Finally finished this classic of popular physics I've had since the 80s, George Gamow's classic, Thirty Years That Shook Physics.
The previous posts were:
1a. Planck's Quantum
1b. Jumping Photons (Einstein and the Photoelectric Effect)
1c. The Compton Effect (Proof of Energy Packets)
2a. Thomson and Rutherford's Atoms
2b. Bohr's Contributions (How electrons fill the atom)
3a. Pauli Exclusion Principle (no two electrons at any one energy state)
3b. The Pauli Neutrino
4a. De Broglie's Wavy Particles
4b. Schrödinger's Wave Equation
5. Heisenberg's Uncertainty Principle
6. Dirac's Anti-Particles
7. Chapters 7-8: Fermi and Yukawa
And now the final chapter, "Men and Work" and the playful stunt play, "The Blegdmasvej Faust"
1. Gamow was writing in the 1960s and, from his perspective, not much momentous had taken place in the some thirty years since the content of the book. To be sure, we have seen the perfection of the Standard Model with numerous particles not mentioned in Gamow's books (e.g., quarks). But as Lee Smolin's book, The Trouble with Physics, reflects, the breakthrough that Gamow hoped would take place before the year 2000 is yet to happen. [As an addendum, see this post of mine.]
Not only has Gamow sat on my shelves for years, there are a number of "physics classics" there waiting to be read in this series, QED, The First Three Minutes, A Brief History of Time. All in good time. But I think I'm going to go next to a biography of Richard Feynman. If Einstein typified 1900-1920, if Bohr dominated 1920-1940, Feynman is the central figure of quantum physics in the mid-twentieth century, it seems to me. So next Friday I hope to post on the first chapter of Quantum Man.
2. Gamow, I think, gives some great insights in this final chapter. He suggests that one path forward might be to explore the significance of a new set of fundamental "dimensions" in the quantum world. In the large world we inhabit, length, time, and mass are the key dimensions from which all other physical quantities and units are derived.
But what if there are really much more fundamental units when we get right down to the bottom line of existence at the quantum level. It's not hard to figure out what the first two of the three most fundamental constants might be. Planck stumbled on one--h or Planck's constant. It seems to pop up all over the place in the atomic world. The speed of light, c, is another, the dandy of Einstein.
But what might the third be? Gamow suggests that there might be a fundamental unit of distance, λ, anticipated from Pythagoras to Heisenberg. He suggests it is somewhere around 2.8 x 10-13cm, the range of forces acting between nucleons and the point at which all the calculations seem to go to infinity.

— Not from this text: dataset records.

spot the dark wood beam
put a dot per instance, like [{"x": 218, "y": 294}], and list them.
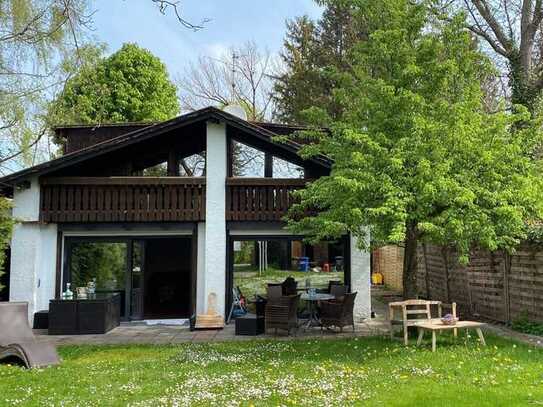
[
  {"x": 173, "y": 163},
  {"x": 268, "y": 165}
]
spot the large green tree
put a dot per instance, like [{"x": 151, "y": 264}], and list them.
[
  {"x": 416, "y": 156},
  {"x": 131, "y": 85}
]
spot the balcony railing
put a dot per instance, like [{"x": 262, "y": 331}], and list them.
[
  {"x": 259, "y": 199},
  {"x": 122, "y": 199}
]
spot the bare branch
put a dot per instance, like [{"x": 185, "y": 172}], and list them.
[{"x": 164, "y": 5}]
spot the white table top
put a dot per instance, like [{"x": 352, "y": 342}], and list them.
[{"x": 316, "y": 297}]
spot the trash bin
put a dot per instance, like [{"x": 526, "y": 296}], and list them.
[
  {"x": 260, "y": 305},
  {"x": 339, "y": 263},
  {"x": 304, "y": 264}
]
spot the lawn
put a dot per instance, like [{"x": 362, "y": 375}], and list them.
[{"x": 363, "y": 371}]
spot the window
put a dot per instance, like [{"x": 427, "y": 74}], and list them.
[
  {"x": 159, "y": 170},
  {"x": 286, "y": 169},
  {"x": 103, "y": 261},
  {"x": 193, "y": 166},
  {"x": 247, "y": 161}
]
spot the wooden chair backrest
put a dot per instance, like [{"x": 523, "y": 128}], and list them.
[
  {"x": 338, "y": 290},
  {"x": 275, "y": 292}
]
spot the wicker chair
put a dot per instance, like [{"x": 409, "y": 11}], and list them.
[
  {"x": 289, "y": 286},
  {"x": 282, "y": 313},
  {"x": 274, "y": 292},
  {"x": 338, "y": 313},
  {"x": 338, "y": 290}
]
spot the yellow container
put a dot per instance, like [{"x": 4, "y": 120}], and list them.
[{"x": 377, "y": 278}]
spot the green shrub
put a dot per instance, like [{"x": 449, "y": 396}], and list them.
[{"x": 524, "y": 325}]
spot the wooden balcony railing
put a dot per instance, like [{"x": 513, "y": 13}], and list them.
[
  {"x": 122, "y": 199},
  {"x": 259, "y": 199}
]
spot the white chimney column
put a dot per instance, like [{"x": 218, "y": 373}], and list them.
[{"x": 214, "y": 279}]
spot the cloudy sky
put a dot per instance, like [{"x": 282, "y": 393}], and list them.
[{"x": 233, "y": 22}]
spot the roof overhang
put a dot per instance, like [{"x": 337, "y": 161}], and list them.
[{"x": 122, "y": 141}]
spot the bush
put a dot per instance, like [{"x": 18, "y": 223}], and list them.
[{"x": 524, "y": 325}]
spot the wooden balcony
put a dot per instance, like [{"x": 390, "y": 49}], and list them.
[
  {"x": 122, "y": 199},
  {"x": 259, "y": 199}
]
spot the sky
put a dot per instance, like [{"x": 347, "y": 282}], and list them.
[{"x": 232, "y": 23}]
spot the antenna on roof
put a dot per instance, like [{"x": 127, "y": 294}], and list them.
[{"x": 235, "y": 57}]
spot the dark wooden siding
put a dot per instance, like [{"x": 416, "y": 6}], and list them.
[
  {"x": 122, "y": 199},
  {"x": 259, "y": 199}
]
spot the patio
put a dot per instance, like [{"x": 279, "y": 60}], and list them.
[{"x": 140, "y": 333}]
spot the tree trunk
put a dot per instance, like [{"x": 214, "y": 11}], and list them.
[{"x": 410, "y": 262}]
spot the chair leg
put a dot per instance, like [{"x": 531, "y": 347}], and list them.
[
  {"x": 391, "y": 329},
  {"x": 421, "y": 334},
  {"x": 230, "y": 314}
]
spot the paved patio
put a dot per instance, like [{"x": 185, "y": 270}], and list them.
[{"x": 140, "y": 333}]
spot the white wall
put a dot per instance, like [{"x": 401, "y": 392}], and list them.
[
  {"x": 215, "y": 225},
  {"x": 360, "y": 279},
  {"x": 33, "y": 252},
  {"x": 200, "y": 269}
]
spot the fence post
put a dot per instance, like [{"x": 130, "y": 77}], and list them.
[
  {"x": 426, "y": 271},
  {"x": 444, "y": 251},
  {"x": 468, "y": 284},
  {"x": 506, "y": 296}
]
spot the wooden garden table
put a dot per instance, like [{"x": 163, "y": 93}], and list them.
[{"x": 438, "y": 326}]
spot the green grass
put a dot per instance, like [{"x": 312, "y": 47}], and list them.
[
  {"x": 250, "y": 283},
  {"x": 363, "y": 371}
]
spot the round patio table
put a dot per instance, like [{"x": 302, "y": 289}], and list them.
[{"x": 311, "y": 305}]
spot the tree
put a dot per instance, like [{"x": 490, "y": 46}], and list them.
[
  {"x": 312, "y": 52},
  {"x": 416, "y": 156},
  {"x": 131, "y": 85},
  {"x": 512, "y": 29},
  {"x": 36, "y": 36},
  {"x": 243, "y": 75}
]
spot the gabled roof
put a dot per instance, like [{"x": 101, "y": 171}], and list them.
[{"x": 206, "y": 114}]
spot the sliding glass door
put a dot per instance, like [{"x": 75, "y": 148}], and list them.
[{"x": 115, "y": 264}]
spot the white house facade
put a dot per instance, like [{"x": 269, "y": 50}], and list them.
[{"x": 172, "y": 243}]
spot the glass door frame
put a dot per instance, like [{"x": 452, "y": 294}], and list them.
[
  {"x": 129, "y": 240},
  {"x": 69, "y": 241}
]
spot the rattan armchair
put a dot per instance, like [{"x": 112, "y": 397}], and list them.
[
  {"x": 282, "y": 313},
  {"x": 338, "y": 314}
]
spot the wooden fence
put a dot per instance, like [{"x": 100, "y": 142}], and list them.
[
  {"x": 122, "y": 199},
  {"x": 496, "y": 285}
]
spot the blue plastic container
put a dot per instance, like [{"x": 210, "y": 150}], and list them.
[{"x": 303, "y": 264}]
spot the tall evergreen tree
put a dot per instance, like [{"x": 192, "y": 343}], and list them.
[{"x": 313, "y": 53}]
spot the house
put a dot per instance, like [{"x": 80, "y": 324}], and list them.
[{"x": 165, "y": 235}]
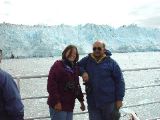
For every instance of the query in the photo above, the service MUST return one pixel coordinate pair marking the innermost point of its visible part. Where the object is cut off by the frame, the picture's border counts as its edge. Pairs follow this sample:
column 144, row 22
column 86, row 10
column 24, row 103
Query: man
column 105, row 88
column 11, row 107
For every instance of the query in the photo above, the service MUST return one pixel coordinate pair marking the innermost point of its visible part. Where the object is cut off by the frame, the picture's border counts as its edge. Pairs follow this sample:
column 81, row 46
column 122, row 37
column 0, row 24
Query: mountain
column 44, row 41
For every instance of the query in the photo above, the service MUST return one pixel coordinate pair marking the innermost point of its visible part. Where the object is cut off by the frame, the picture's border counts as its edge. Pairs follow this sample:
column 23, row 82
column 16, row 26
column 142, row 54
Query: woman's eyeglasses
column 97, row 48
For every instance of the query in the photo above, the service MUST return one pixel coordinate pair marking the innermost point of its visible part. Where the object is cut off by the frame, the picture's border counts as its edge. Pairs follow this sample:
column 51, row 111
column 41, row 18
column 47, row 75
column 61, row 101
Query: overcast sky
column 52, row 12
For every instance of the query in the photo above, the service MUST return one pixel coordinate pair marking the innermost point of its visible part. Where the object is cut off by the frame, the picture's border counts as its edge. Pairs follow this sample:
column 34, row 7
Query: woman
column 63, row 86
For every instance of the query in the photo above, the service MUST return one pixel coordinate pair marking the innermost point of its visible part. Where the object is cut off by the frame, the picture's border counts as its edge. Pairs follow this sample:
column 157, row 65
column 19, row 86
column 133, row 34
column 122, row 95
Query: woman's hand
column 85, row 77
column 82, row 106
column 119, row 104
column 58, row 107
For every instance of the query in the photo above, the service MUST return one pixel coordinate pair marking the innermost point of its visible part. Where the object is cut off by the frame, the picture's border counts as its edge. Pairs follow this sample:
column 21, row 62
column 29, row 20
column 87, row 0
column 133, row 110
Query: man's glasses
column 97, row 48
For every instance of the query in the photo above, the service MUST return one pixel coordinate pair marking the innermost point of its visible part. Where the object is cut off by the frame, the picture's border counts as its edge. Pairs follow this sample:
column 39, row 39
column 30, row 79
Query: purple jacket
column 59, row 75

I don't know whether this specific suggestion ever went anywhere, although I do believe the notion that there is a quantum distance of this sort is quite commonly held (e.g., a Planck length).
2. He ends with an informal play performed in 1932 in Copenhagen, a riff off the German play Faust, in which a genius is bored with all normal learning and sells his soul to the Devil. Gamow was prevented from attending because the Soviet's wouldn't let him go from Russia at that time.
Faust itself is rather sacrilegious, so it might be a bit jarring. God stands for Bohr in the play, and Pauli is the Devil (Mephisto). God is pleaing for Mephisto not to take away all of his prized notions, like mass and charge. All the Devil is interested in is the neutrino.
Probably the best known part of the play is Faust's opening monologue and it's fun to see what they've done with it. "I have--alas--learned Valence Chemistry... Yet here I stand, for all my lore, No wiser than I was before..."
The play seems to jump from image to image. No doubt those at the conference found much of it hilarious (such as things falling into Dirac's holes). Mephisto (Pauli) longs for his neutrino (Gretchen) but, in the end, Chadwick's neutron is what shows up.